W ciągu jednej minuty na Twitterze pojawia się 481 tys. wpisów. Serwis nie traci na popularności. W zeszłym roku w minutę pojawiało się 452 tys. tweetów.
W ubiegłym roku serwis zdecydował o rewolucyjnej w swojej historii zmianie. Charakterystyczny dla Twittera limit liczby znaków w poście został podwojony, tym samym użytkownicy mogą dodawać wiadomości nie ze 140- a z 280 znakami.
Tinder
Aplikacja do randkowania, która w krótkim czasie zawojowała internet a przynajmniej serca internautów.
W ciągu jednej minuty w wyświetla 1,1 mln zdjęć potencjalnych kandydatów i kandydatek do randki.

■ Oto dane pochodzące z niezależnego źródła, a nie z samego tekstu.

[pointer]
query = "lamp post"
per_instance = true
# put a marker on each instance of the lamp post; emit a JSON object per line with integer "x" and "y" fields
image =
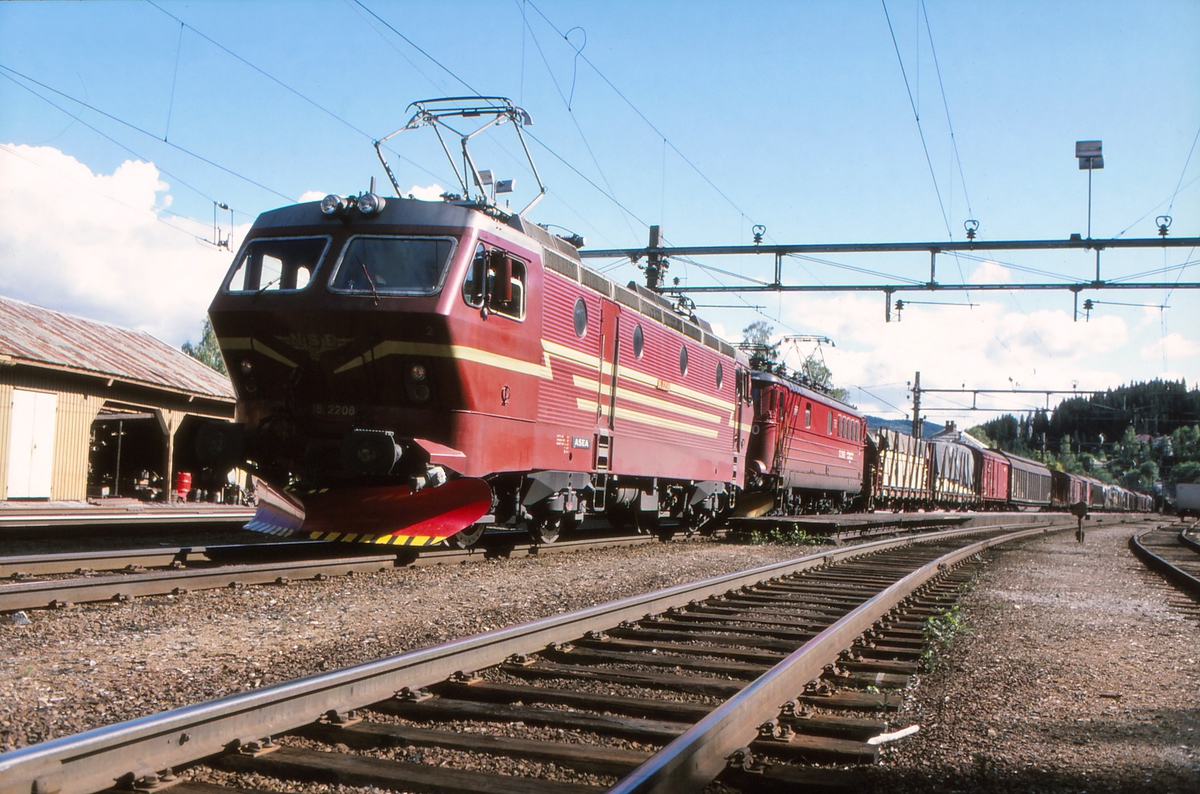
{"x": 1090, "y": 158}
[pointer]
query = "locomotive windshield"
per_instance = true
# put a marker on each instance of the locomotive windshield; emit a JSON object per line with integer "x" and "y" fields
{"x": 277, "y": 264}
{"x": 393, "y": 265}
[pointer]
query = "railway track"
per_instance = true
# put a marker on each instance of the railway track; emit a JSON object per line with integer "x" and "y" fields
{"x": 138, "y": 572}
{"x": 185, "y": 569}
{"x": 136, "y": 515}
{"x": 648, "y": 693}
{"x": 1173, "y": 551}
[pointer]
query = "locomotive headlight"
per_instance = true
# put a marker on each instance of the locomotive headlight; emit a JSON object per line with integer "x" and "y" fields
{"x": 333, "y": 204}
{"x": 370, "y": 204}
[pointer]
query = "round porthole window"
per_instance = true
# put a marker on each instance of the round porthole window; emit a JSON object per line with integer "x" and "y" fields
{"x": 581, "y": 317}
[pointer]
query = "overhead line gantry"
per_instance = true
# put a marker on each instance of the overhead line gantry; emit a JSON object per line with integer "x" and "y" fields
{"x": 657, "y": 257}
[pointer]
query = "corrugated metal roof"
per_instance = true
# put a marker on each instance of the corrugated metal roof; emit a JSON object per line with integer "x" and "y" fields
{"x": 43, "y": 337}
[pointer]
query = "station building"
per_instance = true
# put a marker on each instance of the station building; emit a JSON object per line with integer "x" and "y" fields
{"x": 91, "y": 409}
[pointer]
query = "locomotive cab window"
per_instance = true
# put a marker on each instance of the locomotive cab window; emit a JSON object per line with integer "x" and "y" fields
{"x": 282, "y": 264}
{"x": 496, "y": 281}
{"x": 393, "y": 265}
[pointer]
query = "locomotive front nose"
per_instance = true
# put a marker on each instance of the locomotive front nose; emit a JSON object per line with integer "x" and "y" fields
{"x": 370, "y": 452}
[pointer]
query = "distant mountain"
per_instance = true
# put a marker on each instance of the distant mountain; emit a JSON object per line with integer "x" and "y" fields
{"x": 904, "y": 426}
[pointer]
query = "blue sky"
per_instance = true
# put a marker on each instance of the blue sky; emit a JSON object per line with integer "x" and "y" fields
{"x": 706, "y": 118}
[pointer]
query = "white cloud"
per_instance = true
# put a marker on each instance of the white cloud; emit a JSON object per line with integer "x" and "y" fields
{"x": 979, "y": 347}
{"x": 97, "y": 245}
{"x": 431, "y": 193}
{"x": 1173, "y": 346}
{"x": 989, "y": 272}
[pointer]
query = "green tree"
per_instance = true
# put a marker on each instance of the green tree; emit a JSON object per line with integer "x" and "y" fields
{"x": 979, "y": 434}
{"x": 817, "y": 372}
{"x": 763, "y": 355}
{"x": 208, "y": 352}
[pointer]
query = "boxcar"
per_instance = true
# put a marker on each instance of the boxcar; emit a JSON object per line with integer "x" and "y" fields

Aktualnie część tego ruchu planuje ukraść Facebook, który zapowiedział stworzenie konkurencyjnej usługi do „budowania prawdziwych, długotrwałych relacji”.
Dziesiątki milionów maili
W dobie coraz to nowszych aplikacji i narzędzi komunikacyjnych, stara, dobra poczta elektroniczna wciąż ma się nieźle.
Każdej minuty z miliardów urządzeń podpiętych do sieci płynie 187 mln maili.
Ile w tej puli jest niepożądanych treści? Jak wynika z dorocznego raportu na temat bezpieczeństwa w sieci firmy Cisco, spam obejmuje około 65 proc. wszystkich maili.
Co więcej globalna ilość "wiadomości śmieci" wciąż rośnie.
Ogromna globalna wioska
Zrobiły na was wrażenie te liczby? Tysiące pobrań, miliony wyświetleń, setki milionów maili wysyłanych w ciągu pojedynczej minuty?
Potencjał na dalsze wzrosty jest ogromny. Wystarczy przypomnieć wyliczenia We Are Social i Hootsuite, z których wynika, że obecnie na całym świecie już 4 mld ludzi używa internetu. z czego ponad 3 mld to aktywni użytkownicy serwisów społecznościowych.
Taka rzesza internautów to szanse na kolejne kliki, wyświetlenia i pobrania.